Celebrating the new year with six wishes for books and publishing.
(Bullit Marquez / Associated Press)

As we start a new year, it’s nice to envision the most perfect version of the future. Things like world peace, the end of poverty, a miracle cure for global warming, and free ice cream and tacos for everyone.

Sure, that’s a fantasy. But in that line, I’d like to share my list of wishes for books and publishing in 2015. The things that would make the publishing world brighter, bookish lives better, and bring smiles to readers’ faces. Here’s what I wish for 2015:

Publishers realize readers are their customers. This knowledge has been creeping into the world of publishing, but there is still a long way to go. Traditionally, publishers sold books to bookstores and bookstores worried about selling books to customers. That needn’t go away, but it’s not enough. Books are bought and sold all kinds of ways these days, and the better publishers get at reaching the ready reader sitting alone with an electronic device, the healthier their businesses will be.

Amazon figures out how to purge irrelevant one-star book reviews. To close 2014, bestselling author Harlan Coben tweeted his “favorite one-star Amazon review,” which reads, “One star: Never received it -- don’t think I ordered it.” Clearly, this is not the fault of the writer, nor does it have anything to do with the book itself. Nevertheless, the one star gets factored into Amazon’s overall ranking of the book, bringing its average down. The only good thing about irrelevant single star reviews is the One-Star Book Reviews Tumblr, which compiles some doozies. For Emily Dickinson’s collected poems, “wah wah wah”; for “Sula” by Toni Morrison, “I rated it a one because I found the sex revolting, as I always do. That’s just me.”


No more novels based on literary figures. Books are great. People who write books are great. And nonfiction books about people who write books are great; no matter how you feel about Roland Barthes’ critique of biography-based literary criticism, writers remain strange and interesting creatures. But lately, our book room has been flooded by novels based on real literary figures. What contemporary writer can do justice in fiction to Shirley Jackson? How can a contemporary novel about her compare to the novels she wrote herself?
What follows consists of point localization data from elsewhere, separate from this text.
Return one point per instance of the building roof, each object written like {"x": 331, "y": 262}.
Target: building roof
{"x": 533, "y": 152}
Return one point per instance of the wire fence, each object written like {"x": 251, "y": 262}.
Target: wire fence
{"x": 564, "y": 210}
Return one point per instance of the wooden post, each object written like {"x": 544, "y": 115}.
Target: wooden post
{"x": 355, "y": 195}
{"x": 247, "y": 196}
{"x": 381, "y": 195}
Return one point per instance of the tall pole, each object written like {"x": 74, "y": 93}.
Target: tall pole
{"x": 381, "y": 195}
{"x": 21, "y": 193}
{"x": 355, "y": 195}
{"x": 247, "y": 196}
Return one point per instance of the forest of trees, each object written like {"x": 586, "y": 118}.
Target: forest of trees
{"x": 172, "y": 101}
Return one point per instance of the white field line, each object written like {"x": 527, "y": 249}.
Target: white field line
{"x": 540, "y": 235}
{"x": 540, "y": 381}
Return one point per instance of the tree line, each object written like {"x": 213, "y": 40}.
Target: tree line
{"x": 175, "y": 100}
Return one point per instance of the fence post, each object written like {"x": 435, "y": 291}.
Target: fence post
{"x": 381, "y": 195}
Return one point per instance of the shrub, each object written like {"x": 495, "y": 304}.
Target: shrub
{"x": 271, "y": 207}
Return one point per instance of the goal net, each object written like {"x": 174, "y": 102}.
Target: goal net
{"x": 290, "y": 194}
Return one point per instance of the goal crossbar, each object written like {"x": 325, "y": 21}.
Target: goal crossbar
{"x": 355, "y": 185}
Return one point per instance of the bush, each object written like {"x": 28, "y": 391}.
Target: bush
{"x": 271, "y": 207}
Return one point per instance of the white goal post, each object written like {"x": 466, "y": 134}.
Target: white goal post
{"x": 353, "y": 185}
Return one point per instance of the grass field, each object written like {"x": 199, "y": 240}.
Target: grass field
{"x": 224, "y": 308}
Fewer books like “51 Shades of Beige.” Every few years some beleaguered book professional notes that we have too many books, as anyone who sees about 100 per week come across her desk eventually concludes. Part of the problem is that we have too many copycat books. Yes, publishers are eager to capitalize on the last big hit by running the trend into the ground, but that’s not a good thing. Did we need more boy wizards after Harry Potter? A fleet of teens fighting to the death after “The Hunger Games”? Noted symbologists (not an actual occupation) springing up all over after “The Da Vinci Code”? And it’s not just publishers; writers hoping to become the next E.L. James have penned other erotic “Fifty Shades of Grey"-adjacent books like “Fifty Shades of Brown,” “Fifty Shades Pinker,” “51 Shades of Maggie” “Fifty Shades of Naughty,” and “Fifty Shades of Lady Mary Grey.” Too much.

Self-published writers will find better ways to reach readers. More than 450,000 books were self-published in 2013. That’s a lot of books, and it’s almost impossible for new self-published authors to raise their profile above the crowd. There may be plenty of discussions around self-published books, but it’s hard to find authoritative takes on the books themselves. Publishers Weekly has created Booklife, which is still in beta, and its format may speak to book professionals more than readers. Maybe new websites will emerge; maybe new groups of writers will form. Maybe something out there just needs a little boost to become the go-to place for self-published books.

E-books will fulfill their interactive promise. When “The Silent History” was first published in 2012, it thrillingly demonstrated how an e-book could be both a well-written novel and fundamentally different from a print book. Delivered episodically, “The Silent History” was meant to be read on a phone, and if the reader passed certain locations, additional mini-stories set in those places would be unlocked. But two years later, look in the iBookstore and there’s nothing like it -- the top interactive e-books are cookbooks, basically gorgeous instruction manuals, and illustrated books for kids. Meanwhile, the Atavist continues, as it has since 2011, to deliver longform nonfiction enhanced for tablets with video, photos and sound, but it remains an outlier. May 2015 bring more e-books that are truly transformed.